Additionally, the problem of corrupt data is not limited to a few PV plants, but it is affecting PV plants of all sizes and types – domestic and commercial. Currently, PV plant users follow the usual method of observing data in graphical plots to detect corrupt data. This type of approach may be useful for detecting days with severely corrupted data, but not all the days with corrupt data can be seen because the presently available data filtering methods are not strong enough. 

Corrupt or abnormal data is a significant problem in the monitoring of PV plants. Hence, there is a big need to detect and filter corrupt data hidden in the database. Thus, I set out to develop a programmatic method, not the usual method of using plots, to detect the days where abnormal or corrupt data is present. 

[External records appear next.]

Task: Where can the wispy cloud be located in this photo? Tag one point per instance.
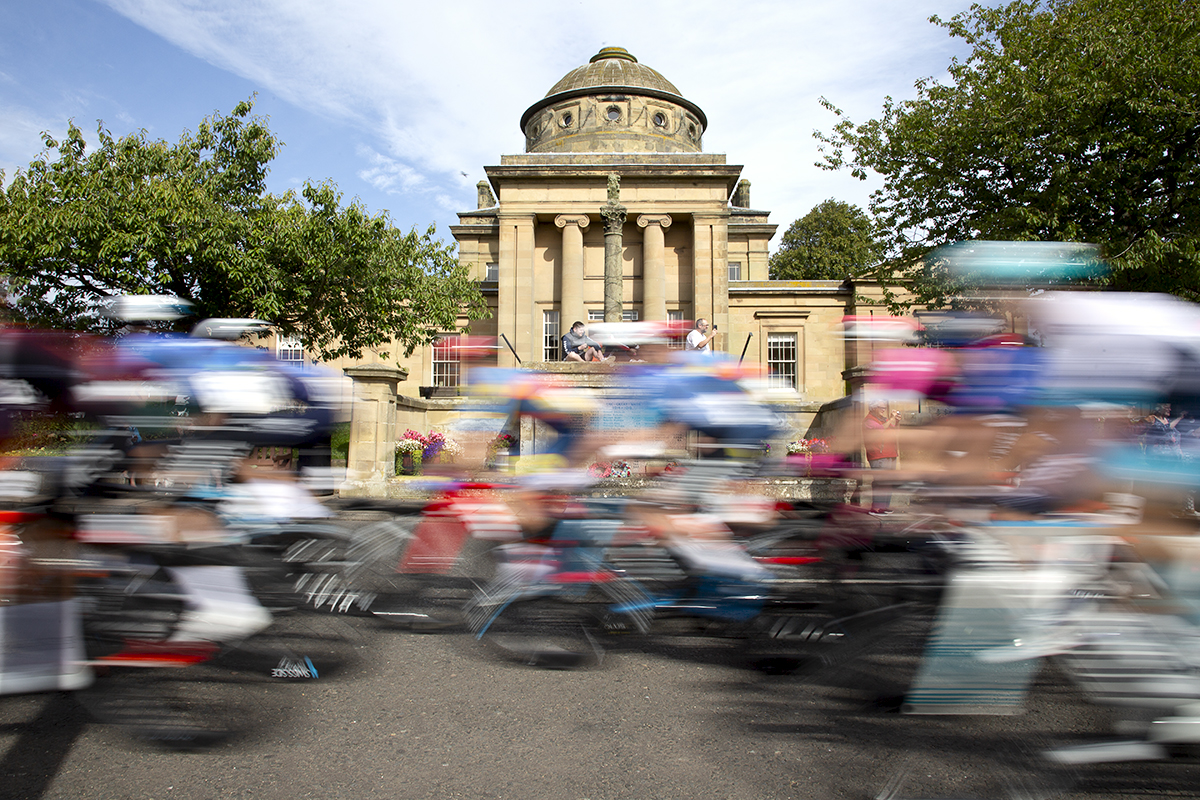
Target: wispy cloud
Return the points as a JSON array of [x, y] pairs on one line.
[[437, 89]]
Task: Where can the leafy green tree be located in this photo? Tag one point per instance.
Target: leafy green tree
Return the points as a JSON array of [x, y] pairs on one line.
[[1071, 120], [195, 220], [831, 242]]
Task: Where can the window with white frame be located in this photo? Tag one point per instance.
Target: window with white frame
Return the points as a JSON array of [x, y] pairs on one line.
[[627, 314], [289, 349], [781, 360], [445, 361], [551, 331]]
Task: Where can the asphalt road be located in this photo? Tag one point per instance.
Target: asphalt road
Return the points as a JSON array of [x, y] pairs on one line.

A New Method for Detecting Corrupt or Abnormal PV Plant Data

We developed four programmatic methods to detect abnormal data in the database of the PV plant. These methods are useful for filtering the following six parameters of a given PV plant viz.:

  • Plane of Array (POA) irradiance
  • Ambient temperature
  • PV array DC voltage
  • DC current
  • AC current
  • AC voltage. 

The proposed methods rely on the inherent relationships that exist between the parameters of a grid-tied PV plant such as the following:

  • A proportional relationship between the POA irradiance, PV array, DC current, and AC power, which is the product of AC voltage and current
  • An inverse relationship between the ambient temperature and PV array DC voltage

Each method compares a set of parameters and assigns a score to everyday in the range between -∞ to 1, with -∞ indicating highly corrupt data and 1 indicating highly matching data. This work categorizes data on a given day as useful if it scores 0.8 or higher. 

Among the four methods, two methods check the three parameters viz., POA irradiance, PV array DC current, and AC power for proportional relation, and one method checks two parameters viz., ambient temperature and DC voltage for inverse relation. The fourth method compares the POA irradiance to ambient temperature ratio with PV array DC current to voltage ratio. 

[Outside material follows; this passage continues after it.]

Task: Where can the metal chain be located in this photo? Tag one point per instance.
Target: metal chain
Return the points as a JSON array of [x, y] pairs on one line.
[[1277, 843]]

In terms of complexity, two of the methods use simple statistical tools and the remaining two use machine learning (ML) tools. The statistical methods can be applied from the first day of operation of the PV plant and are easy to implement. However, the ML methods need some historical data before applying them. These methods need to be trained on the days with no corrupt data.

The proposed methods are tested on open-source data collected from the 271kW ground PV plant of the National Institute of Standards and Technology located in Gaithersburg, Maryland, USA. The proposed methods programmed in Python language are made open source for PV communities to use. 

Benefits of Using the IEEE DataPort Platform

I used the 2 TB of free storage on the IEEE DataPort platform to upload my research dataset so I could have the chance to reach a greater audience. By uploading my dataset to IEEE DataPort, my research reached an audience of more than 700 in two months and I received direct feedback from some of the readers.

Dr. Matam Manjunath’s dataset was voted as the third place winner of the Spring 2019 IEEE DataPort data upload contest.